In response, the Mexican Fund for the Conservation of Nature launched a program in 2010 to accelerate conservation in this critical biome. The MAR Leadership Program (MAR-L) builds capacity and leadership skills of young conservationists in the region that will serve them over their entire professional life, and helps them launch innovative marine and coastal conservation projects. The MAR-L fills an important role by focusing on early-career conservationists and providing them with training, knowledge, tools and opportunities that are often lacking in traditional academic curricula in Latin America. CSF is proud to work with MAR-L to provide economics expertise on the 2016 program theme: Promoting a Blue Economy Approach to Sustainable Development.
The Blue Economy approach aims to improve human welfare without destroying ecosystem health, specifically in regions with ocean-dependent economies. In many cases, development in these regions has relied on marine ecosystems to provide infinite free resources and a place to dispose of waste; environmental and social costs are often not included in project assessment. In a Blue Economy, governments, NGOs and the private sector are aligned to decouple economic development from environmental degradation, and harmonize economic growth with the long-term resilience of the ocean.

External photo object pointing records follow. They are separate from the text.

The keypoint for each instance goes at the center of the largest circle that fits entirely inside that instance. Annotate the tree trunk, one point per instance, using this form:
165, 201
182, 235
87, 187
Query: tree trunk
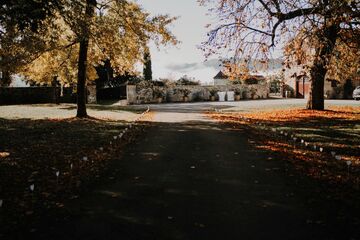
147, 65
319, 68
82, 62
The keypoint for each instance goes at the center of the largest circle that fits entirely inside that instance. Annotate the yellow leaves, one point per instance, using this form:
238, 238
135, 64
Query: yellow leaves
119, 33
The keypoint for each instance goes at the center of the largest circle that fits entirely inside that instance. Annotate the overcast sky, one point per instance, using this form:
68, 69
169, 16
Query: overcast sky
190, 29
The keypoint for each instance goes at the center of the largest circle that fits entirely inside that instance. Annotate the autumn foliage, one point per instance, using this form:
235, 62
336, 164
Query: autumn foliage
335, 131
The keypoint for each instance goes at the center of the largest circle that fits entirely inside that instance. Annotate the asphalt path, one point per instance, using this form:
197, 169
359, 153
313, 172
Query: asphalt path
188, 178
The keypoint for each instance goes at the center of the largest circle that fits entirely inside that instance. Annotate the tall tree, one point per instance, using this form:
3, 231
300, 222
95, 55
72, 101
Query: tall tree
82, 62
147, 65
254, 27
88, 31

2016 MAR Fellows. Photo credit: Elisa López Garcia
The 2016 MAR-L cohort is comprised of 12 Fellows in the four MAR countries from a variety of sectors and backgrounds who are motivated to shift the prevailing economic thinking and build a more equitable and sustainable future. Each fellow will receive training in conservation economic tools, leadership and strategic communication skills to become agents of change.

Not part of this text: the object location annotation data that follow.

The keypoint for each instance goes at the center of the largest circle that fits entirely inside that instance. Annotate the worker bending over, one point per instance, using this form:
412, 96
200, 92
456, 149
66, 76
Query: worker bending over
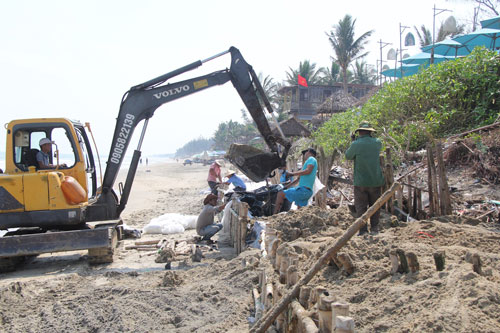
238, 183
306, 177
205, 225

The group gathered for their first workshop in Cancún, Mexico in September. Over the next 9 months, fellows will participate in 3 more workshops, one in each country in the region, as well as receive mentoring and project incubation support. The workshops will address coastal and marine conservation topics of particular regional importance, such as:
- benefits of ecosystem services
- costs of environmental degradation
- Marine Protected Area (MPA) benefits and financing
- sustainable value chains
- sustainable tourism and fisheries
- natural capital accounting
- blue carbon
- smart infrastructure development
Each workshop will include instruction in key economic concepts and methods, how to apply economic tools to coastal and marine conservation, aspects of project and proposal design, and strategies for communicating economic information to funders, decision-makers and stakeholders. CSF will facilitate and teach in the workshops, as well as provide mentorship support for fellows between workshops. Experts from other organizations will also lead modules and interactive activities in each workshop to build leadership and communication skills. Fellows will ultimately develop a project proposal to build their own individual and/or organizational capacity to support the goals of the Blue Economy theme.